'TransformedDistribution' object has no attribute 'random' during pm.sample_ppc


#1

I am working through this example in the pymc3 docs: Marginalized Gaussian Mixture Model

W = np.array([0.35, 0.4, 0.25])
MU = np.array([0., 2., 5.])
SIGMA = np.array([0.5, 0.5, 1.])
component = np.random.choice(MU.size, size=N, p=W)
x = np.random.normal(MU[component], SIGMA[component], size=N)
x_shared = theano.shared(x)
with pm.Model() as model:
    w = pm.Dirichlet('w', np.ones_like(W))
    mu = pm.Normal('mu', 0., 10., shape=W.size)
    tau = pm.Gamma('tau', 1., 1., shape=W.size)

    x_obs = pm.NormalMixture('x_obs', w, mu, tau=tau, observed=x_shared)

Then I created new/holdout/test data and exchanged it into the shared Theano tensor.

x_shared.set_value(new_obs)

However, when I try to predict the w, mu and tau for the new data, I get the error below.

with model:
    ppc_trace = pm.sample_ppc(trace, vars = model.free_RVs, 5000, random_seed=SEED)
AttributeError: 'TransformedDistribution' object has no attribute 'random'

My investigation below showed that w and tau are the “TransformedDistributions”

vars = model.basic_RVs
for var in vars:
    print(var)
    print(var.distribution)

#2

Actually you are sampling the pm.free_RVs, which in this case is w_stick_breaking__ and tau_log__ and they dont have a random property/function. But nonetheless for transformed distribution we should be able to also add the random method - the way to go is to sample from the basic_RVs, and use the transformed forward value function to get the sample in the transformed space.


#3

@junpenglao I am not sure what you mean by “transformed forward value function”? Could you please elaborate?
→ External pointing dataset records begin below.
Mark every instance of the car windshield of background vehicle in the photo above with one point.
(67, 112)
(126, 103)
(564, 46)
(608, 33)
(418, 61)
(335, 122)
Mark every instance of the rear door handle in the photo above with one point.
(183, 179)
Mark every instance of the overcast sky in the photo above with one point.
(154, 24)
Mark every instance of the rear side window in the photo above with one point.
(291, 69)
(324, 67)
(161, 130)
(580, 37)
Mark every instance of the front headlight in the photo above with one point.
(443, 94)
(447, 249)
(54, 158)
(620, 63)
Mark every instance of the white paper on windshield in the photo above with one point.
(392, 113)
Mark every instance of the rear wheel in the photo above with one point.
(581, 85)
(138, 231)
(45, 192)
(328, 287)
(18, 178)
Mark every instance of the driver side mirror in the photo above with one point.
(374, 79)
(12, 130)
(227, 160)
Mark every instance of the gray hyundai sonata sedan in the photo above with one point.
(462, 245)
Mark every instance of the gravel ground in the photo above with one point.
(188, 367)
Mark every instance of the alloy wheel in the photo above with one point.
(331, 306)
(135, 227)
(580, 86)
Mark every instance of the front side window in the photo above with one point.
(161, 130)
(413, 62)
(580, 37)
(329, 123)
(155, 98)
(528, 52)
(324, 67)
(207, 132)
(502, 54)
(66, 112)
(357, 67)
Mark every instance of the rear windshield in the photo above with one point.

In any case, sampling from the basic_RVs (as you suggested) does not work because it includes w_stick_breaking_ and tau_log__ which do not have a random function.


#4

The main inference implemented in PyMC3 (NUTS and ADVI) sample/approxiamate parameters that are on the real line [-inf, inf]. Thus, for bounded parameter (Exponential distribution etc) it will first apply a transformation from its domain to the real line and do sampling/approximation there.

For the random method, it is usually defined not on the transformed space. For the purpose of your example you can do:

...
pm.sample_ppc(trace, vars = [w, mu, tau], 5000, random_seed=SEED)